Thursday, November 16, 2006

Thoughts on San Antonio

The Urban Communications Foundation held a day-long seminar in San Antonio this week. We brought together a number of people to discuss the various aspects of how cities communicate and how they enable people to communicate. The discussion ranged from gentrification, to urban redevelopment, to political organizing, to spatial and environmental design and to technological infrastructure. Even though the group struggled to find a common definition of urban communication, the struggle was a productive one. There was a consensus that real-time, face-to-face interaction is a positive thing. How we achieve that end, and the relative authenticity of that end, is still wide open to debate. Some consider tourist spaces as less than authentic, others find that any instance of "public" is authentic for those experiencing it - regardless of whether or not its wrapped up in consumption. Some consider mediated interactions as necessarily oppositional to face-to-face interactions. Some, including myself, believe that media always serve a pedagogical function, and the rise of social networking technology is increasing the desire for all kinds of interactions (including those in real space).

Walking along San Antonio's RiverWalk, a lot of these issues came up for me. My first thought was that the Riverwalk felt like an exhibit at Disneyland. When I looked into it, I learned why that might be the case. In 1961, Marco Engineering Company of California, who was one of the major designers of Disneyland, was hired to do a report on the commercial potential of the river. They concluded that all the buildings which back up to the river should be developed in an early Texas or Mexican colonial style and provide basement space for easy riverside access. They also suggested that the city hold frequent festivals along the walk. While their plan didn't take off immediately, within several years, it was well under way. Today, we look at what appears to be a fully realized plan.

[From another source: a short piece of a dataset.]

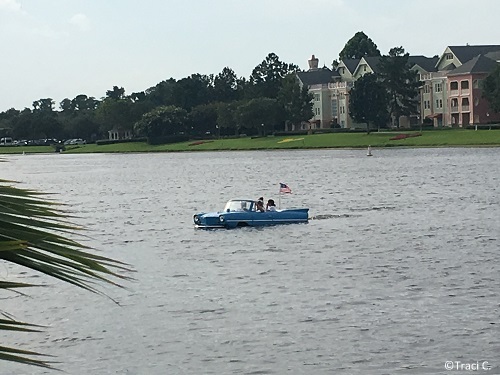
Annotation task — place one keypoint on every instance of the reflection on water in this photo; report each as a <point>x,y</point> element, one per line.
<point>397,272</point>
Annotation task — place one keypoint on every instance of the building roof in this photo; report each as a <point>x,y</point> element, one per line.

That the Riverwalk was influenced by the brains behind Disneyland does not, in itself, detract from its ability to function as a thriving public space. But I had this distinct feeling while wandering around the Riverwalk that the city's face had become so beautiful, it was willing to turn away from those who actually live here. In the act of communication, the city stopped communicating. It's true that Riverwalk is the envy of many cities in the country because of its economic success. But it strikes me as an antiquated model and one that cannot be sustainable. It is equivalent to AOL in the late 1990s. By cutting off their network from the wider internet, they believed they could better manage the "public." As it turns out, people were not satisfied with an internet (with a lowercase i), they wanted an Internet. Even while spending 99% of their time in local and definable networks, they wanted to have access to the larger network. Cities are the same way. Localized internets will not work for the sustainability of urban spaces; the local is only as powerful as its ability to extend beyond its boundaries.

1 comment:

Daniel Makagon said...

Eric highlights some interesting historical information about the River Walk. I found the mix of lights, narrow sidewalks, and the river itself to be an excellent model for drawing people to a downtown district. Clearly the River Walk attracts more tourists and vistors than locals. It would be nice if some of the buildings would be converted to add housing at street level, creating a multi-use district that would provide a greater mix of tourists and locals.

On a different note, but still related, when I exited the train today at the Fullerton el stop I was struck by the noise at the station. Spending a bulk of my time in San Antonio in the convention center or along the River Walk made me realize how quiet that section of downtown San Antonio is compared to other downtowns.